Almost 10,000 signatures were gathered in the last few days of June, Chang said. Lee, a Taiwanese-born naturalized U.S. citizen, issued a recorded statement in Mandarin Chinese thanking his supporters.
The signatures went to Bush with a cover letter that said Lee was “the only American who has been charged with felonies where there is evidence of security violations but there is no evidence of transfer of classified information to an unauthorized person.”
The letter said Lee was held unnecessarily without bail and had to plead guilty to get out of jail.
Lee pleaded to a single count of downloading data to computer tape at Los Alamos National Laboratory. He has said he made copies to protect data with backup files.
The petitions said the case “stands as an example of a miscarriage of justice that should be remedied. His treatment at the hands of our government weighs heavily on his fellow scientists, the national laboratories, and other Americans” and shakes their confidence in constitutional protections.
Signatures have been gathered over the past two years, but two-thirds of them came in during the last week of June, Chang said.
As of June 21, she said she had 5,800 signatures with “no chance you’ll get 10,000.”’
But she took her appeal to the airwaves. Speaking Cantonese, Chang made an appeal on the Chinese-language Sing Tao Radio and in the Sing Tao newspaper in San Francisco for people to support a pardon for Lee.

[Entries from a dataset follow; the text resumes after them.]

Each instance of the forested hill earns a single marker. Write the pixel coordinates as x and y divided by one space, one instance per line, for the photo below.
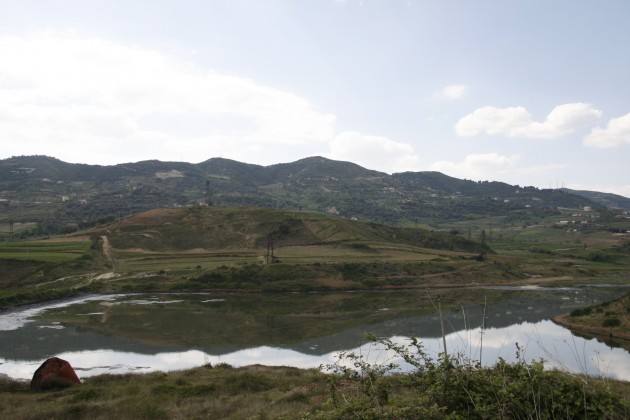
45 189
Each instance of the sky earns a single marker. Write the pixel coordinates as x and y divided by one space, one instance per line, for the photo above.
528 92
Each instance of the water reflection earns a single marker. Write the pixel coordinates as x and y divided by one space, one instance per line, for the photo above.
123 334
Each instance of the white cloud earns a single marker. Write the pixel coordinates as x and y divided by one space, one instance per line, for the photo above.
518 122
477 166
373 152
95 101
616 133
454 91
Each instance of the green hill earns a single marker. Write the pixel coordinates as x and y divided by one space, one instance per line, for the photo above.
61 197
252 228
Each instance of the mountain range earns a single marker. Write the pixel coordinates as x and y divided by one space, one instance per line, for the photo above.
66 195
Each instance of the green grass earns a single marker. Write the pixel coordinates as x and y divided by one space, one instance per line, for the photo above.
436 391
46 251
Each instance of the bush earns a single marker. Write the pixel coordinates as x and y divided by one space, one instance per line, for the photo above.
611 322
455 387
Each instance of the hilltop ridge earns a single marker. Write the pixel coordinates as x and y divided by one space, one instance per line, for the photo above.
63 196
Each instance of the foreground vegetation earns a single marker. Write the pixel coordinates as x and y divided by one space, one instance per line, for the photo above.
353 388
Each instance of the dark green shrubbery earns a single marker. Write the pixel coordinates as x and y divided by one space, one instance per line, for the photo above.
454 387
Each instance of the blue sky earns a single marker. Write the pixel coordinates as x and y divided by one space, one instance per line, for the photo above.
527 92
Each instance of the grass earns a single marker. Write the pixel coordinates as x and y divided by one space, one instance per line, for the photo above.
208 392
45 251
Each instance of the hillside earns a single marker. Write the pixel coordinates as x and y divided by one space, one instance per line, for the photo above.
613 201
203 227
59 197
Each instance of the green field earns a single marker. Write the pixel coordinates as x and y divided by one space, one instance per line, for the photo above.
46 251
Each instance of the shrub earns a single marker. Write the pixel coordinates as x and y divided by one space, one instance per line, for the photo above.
456 387
611 322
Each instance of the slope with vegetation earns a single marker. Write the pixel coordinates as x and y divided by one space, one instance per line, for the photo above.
40 195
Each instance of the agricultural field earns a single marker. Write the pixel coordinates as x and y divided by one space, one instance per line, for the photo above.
54 251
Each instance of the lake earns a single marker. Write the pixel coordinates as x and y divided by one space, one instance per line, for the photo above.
149 332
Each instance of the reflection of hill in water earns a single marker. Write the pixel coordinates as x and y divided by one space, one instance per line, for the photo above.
282 330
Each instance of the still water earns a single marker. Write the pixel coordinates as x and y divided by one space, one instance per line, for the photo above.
145 333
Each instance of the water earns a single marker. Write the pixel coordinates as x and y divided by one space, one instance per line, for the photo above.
145 333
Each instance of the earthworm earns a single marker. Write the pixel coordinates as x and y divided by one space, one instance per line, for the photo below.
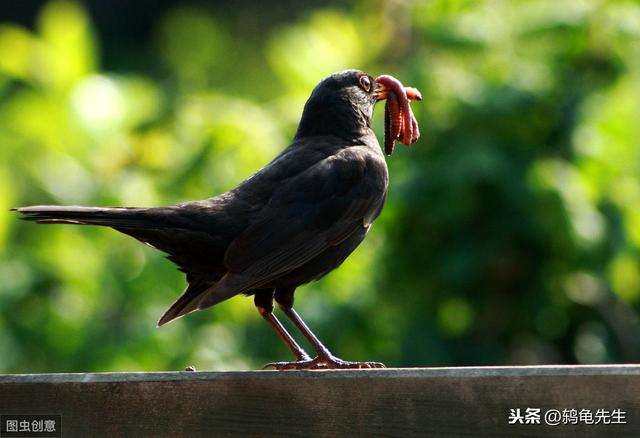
393 122
394 86
399 122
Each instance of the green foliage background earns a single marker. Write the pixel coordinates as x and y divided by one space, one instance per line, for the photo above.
512 229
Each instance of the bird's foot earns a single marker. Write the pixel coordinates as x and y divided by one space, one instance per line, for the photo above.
329 362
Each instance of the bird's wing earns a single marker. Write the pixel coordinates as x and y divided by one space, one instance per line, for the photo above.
307 214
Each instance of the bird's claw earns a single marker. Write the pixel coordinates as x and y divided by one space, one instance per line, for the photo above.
322 363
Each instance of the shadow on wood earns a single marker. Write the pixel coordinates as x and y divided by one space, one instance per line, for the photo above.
445 402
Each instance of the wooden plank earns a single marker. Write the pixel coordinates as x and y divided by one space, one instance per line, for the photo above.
446 402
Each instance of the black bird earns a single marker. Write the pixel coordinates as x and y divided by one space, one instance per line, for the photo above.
292 222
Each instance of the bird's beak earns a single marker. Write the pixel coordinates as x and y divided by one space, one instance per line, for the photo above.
382 92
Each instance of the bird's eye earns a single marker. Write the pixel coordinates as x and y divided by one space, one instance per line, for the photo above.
365 83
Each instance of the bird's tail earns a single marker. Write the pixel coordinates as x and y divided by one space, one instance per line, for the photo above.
117 217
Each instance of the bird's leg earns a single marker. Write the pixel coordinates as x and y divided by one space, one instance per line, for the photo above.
264 303
324 358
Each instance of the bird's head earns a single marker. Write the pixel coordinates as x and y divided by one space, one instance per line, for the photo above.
341 105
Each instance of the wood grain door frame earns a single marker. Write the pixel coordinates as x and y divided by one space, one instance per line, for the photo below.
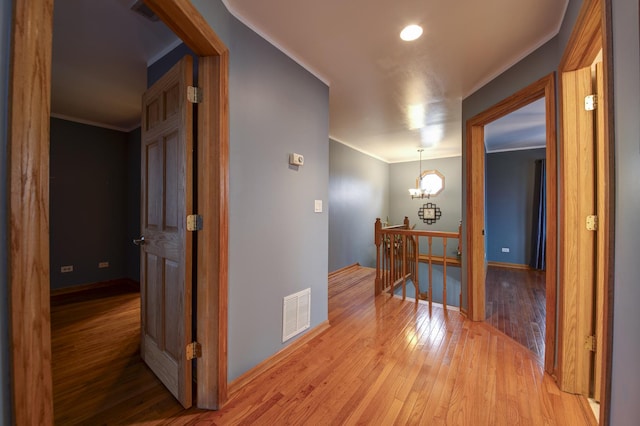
475 202
590 35
28 202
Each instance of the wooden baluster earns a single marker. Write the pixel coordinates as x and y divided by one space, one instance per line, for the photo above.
416 266
377 242
392 260
444 272
404 266
430 290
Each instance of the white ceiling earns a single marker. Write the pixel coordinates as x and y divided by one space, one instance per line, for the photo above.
100 55
375 78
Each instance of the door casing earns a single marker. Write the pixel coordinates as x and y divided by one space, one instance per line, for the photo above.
28 182
476 270
592 34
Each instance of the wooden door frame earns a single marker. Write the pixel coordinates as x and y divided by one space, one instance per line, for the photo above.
28 205
591 33
474 182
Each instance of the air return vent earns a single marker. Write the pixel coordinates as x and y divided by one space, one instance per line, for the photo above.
296 314
142 9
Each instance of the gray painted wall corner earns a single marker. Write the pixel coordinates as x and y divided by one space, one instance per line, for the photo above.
278 245
359 193
625 378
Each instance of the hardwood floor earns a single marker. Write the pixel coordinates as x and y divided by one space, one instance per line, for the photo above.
516 305
382 361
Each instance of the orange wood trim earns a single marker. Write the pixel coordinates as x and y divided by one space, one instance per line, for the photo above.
475 198
213 183
609 202
552 222
586 38
28 229
28 181
507 265
236 385
475 221
345 270
439 260
94 286
188 24
592 31
213 160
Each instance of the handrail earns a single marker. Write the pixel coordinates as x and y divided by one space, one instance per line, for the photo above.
398 256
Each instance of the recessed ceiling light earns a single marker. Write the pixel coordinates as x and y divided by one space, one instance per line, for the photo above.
411 32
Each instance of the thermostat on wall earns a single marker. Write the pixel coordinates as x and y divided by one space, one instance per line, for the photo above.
296 159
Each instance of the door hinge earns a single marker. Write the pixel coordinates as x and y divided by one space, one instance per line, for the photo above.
194 94
194 350
194 222
590 343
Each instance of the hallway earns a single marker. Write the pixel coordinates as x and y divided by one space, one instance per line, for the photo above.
516 305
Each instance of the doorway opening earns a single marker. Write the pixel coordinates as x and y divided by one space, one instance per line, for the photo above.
476 221
516 225
29 284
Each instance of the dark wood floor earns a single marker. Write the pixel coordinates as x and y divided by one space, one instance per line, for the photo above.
516 305
382 361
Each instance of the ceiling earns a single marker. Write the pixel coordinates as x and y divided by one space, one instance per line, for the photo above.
387 97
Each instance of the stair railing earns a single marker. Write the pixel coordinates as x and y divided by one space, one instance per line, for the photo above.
398 258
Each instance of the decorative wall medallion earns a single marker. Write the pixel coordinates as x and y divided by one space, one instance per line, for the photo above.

“It must have gotten some message out there. I got 60 calls that one day,” she said.
Organizers had 10,000 signatures by June 30, she said, and hope to have 30,000 by Labor Day.
“We don’t have a presidential pardon yet, but so many people putting their names out there — ’We support you, let’s fight to the end, let’s get justice for Wen Ho Lee, let’s get justice for all’ — it’s a powerful thing,” Chang said.